John Baldwin [Wed, 25 Aug 2010 19:12:05 +0000 (19:12 +0000)]
Intel QPI chipsets actually provide two extra "non-core" PCI buses that
provide PCI devices for various hardware such as memory controllers, etc.
These PCI buses are not enumerated via ACPI however. Add qpi(4) psuedo
bus and Host-PCI bridge drivers to enumerate these buses. Currently the
driver uses the CPU ID to determine the bridges' presence.
In collaboration with: Joseph Golio @ Isilon Systems
MFC after: 2 weeks
Brian Somers [Wed, 25 Aug 2010 18:09:51 +0000 (18:09 +0000)]
If we read zero bytes from the directory, early out with ENOENT
rather than forging ahead and interpreting garbage buffer content
and dirent structures.
This change backs out r211684 which was essentially a no-op.
Jayachandran C. [Wed, 25 Aug 2010 13:37:55 +0000 (13:37 +0000)]
Provide timecounter based on XLR PIC timer.
- Use timer 7 in XLR PIC as a 32 counter
- provide pic_init_timer(), pic_set_timer(), pic_timer_count32() and
pic_timer_count() PIC timer operations.
- register this timer as platform_timecounter on rmi platform.
Jayachandran C. [Wed, 25 Aug 2010 12:10:20 +0000 (12:10 +0000)]
XLR PIC code update.
- Fix a bug in xlr_pic_init (use irq in PIC_IRQ_IS_EDGE_TRIGGERED)
- use new macro PIC_INTR_TO_IRQ() and PIC_IRT_x() in xlr_pic_init
Jayachandran C. [Wed, 25 Aug 2010 11:49:48 +0000 (11:49 +0000)]
XLR PIC code update and style(9) fixes.
- style(9) fixes to mips/rmi platform files
- update pic.h to add pic_setup_intr() and use pic_setup_intr() for setting
up interrupts which are routed thru PIC.
- remove rmi_spin_mutex_safe and haslock, and make sure that the functions
are called only after mutexes are available.
Jayachandran C. [Wed, 25 Aug 2010 09:53:00 +0000 (09:53 +0000)]
Rename on_chip.c to fmn.c, as the file has just the fast messaging network
code. The iodi.c has the bus for SoC devices, so the name on_chip.c is
misleading.
Jayachandran C. [Wed, 25 Aug 2010 08:48:54 +0000 (08:48 +0000)]
RMI XLR platform code clean-up.
- move PIC code to xlr_machdep.c
- move fast message ring code completely to on_chip.c
- move memory initialization to a new function xlr_mem_init()
- style fixes
- Change the threshold from 'running next scrub the <value+1>th day after the
last one' to 'running next scrub the <value>th day after the last one'.
- Improve wording.
David Xu [Wed, 25 Aug 2010 03:14:32 +0000 (03:14 +0000)]

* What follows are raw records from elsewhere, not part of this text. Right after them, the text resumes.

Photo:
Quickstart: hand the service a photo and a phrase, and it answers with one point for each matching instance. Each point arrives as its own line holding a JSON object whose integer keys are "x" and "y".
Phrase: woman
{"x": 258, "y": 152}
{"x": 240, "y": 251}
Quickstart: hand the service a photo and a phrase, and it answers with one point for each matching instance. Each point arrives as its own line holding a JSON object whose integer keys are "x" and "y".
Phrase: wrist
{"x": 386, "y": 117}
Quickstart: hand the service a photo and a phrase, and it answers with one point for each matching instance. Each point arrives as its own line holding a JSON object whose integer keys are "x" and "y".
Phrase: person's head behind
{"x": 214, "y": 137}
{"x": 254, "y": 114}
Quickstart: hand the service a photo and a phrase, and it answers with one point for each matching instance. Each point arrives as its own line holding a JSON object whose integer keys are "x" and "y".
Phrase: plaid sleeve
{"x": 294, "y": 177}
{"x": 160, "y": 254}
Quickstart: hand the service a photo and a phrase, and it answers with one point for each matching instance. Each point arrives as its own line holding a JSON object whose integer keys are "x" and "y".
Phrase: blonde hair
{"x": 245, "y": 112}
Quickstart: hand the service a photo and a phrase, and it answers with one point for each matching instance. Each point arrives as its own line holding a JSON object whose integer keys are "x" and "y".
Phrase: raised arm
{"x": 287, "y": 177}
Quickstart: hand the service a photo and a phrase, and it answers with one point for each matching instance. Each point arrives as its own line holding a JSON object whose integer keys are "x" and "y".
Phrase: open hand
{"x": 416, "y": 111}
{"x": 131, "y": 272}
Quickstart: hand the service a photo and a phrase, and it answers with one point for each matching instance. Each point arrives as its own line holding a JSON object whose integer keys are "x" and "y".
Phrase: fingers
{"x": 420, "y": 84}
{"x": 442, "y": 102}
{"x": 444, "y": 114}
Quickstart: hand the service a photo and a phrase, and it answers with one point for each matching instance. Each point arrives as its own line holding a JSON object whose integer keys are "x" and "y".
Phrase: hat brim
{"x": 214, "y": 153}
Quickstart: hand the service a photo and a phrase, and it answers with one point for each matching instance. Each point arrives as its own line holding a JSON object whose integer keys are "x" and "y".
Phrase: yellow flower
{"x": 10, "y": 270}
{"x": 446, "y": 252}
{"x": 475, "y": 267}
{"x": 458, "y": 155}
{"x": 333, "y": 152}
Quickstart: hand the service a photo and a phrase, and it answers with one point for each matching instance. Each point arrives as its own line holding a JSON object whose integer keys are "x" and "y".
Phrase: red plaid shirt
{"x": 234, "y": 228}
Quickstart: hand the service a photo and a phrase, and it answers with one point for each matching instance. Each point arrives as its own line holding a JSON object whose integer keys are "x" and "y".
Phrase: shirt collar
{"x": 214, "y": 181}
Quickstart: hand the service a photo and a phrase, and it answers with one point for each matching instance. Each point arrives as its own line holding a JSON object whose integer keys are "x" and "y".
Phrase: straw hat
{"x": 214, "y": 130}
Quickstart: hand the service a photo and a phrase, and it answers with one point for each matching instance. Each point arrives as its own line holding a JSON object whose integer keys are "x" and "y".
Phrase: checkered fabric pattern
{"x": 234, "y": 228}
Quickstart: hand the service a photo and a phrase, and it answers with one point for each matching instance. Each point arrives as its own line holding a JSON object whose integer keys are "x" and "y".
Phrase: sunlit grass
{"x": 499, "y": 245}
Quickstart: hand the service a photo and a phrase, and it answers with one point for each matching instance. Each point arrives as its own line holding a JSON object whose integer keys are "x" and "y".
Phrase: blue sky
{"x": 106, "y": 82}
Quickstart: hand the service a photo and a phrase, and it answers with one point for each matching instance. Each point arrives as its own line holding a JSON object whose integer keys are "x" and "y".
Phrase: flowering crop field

If a thread is removed from umtxq while sleeping, reset error code
to zero, this gives userland a better indication that a thread needn't
to be cancelled.
Warner Losh [Wed, 25 Aug 2010 02:03:48 +0000 (02:03 +0000)]
Prodded by Yongari, add support for Holtek HT80232. Add the device
ID, plus the ability to force '16-bit mode' which really means NE-2000
mode. Other open source drivers suggest that the Holtek misbehaves if
you allow the 8-bit probe. Also, all of the PCI chips emulate
NE-2000ish cards, so always force 16-bit mode for memory transfers.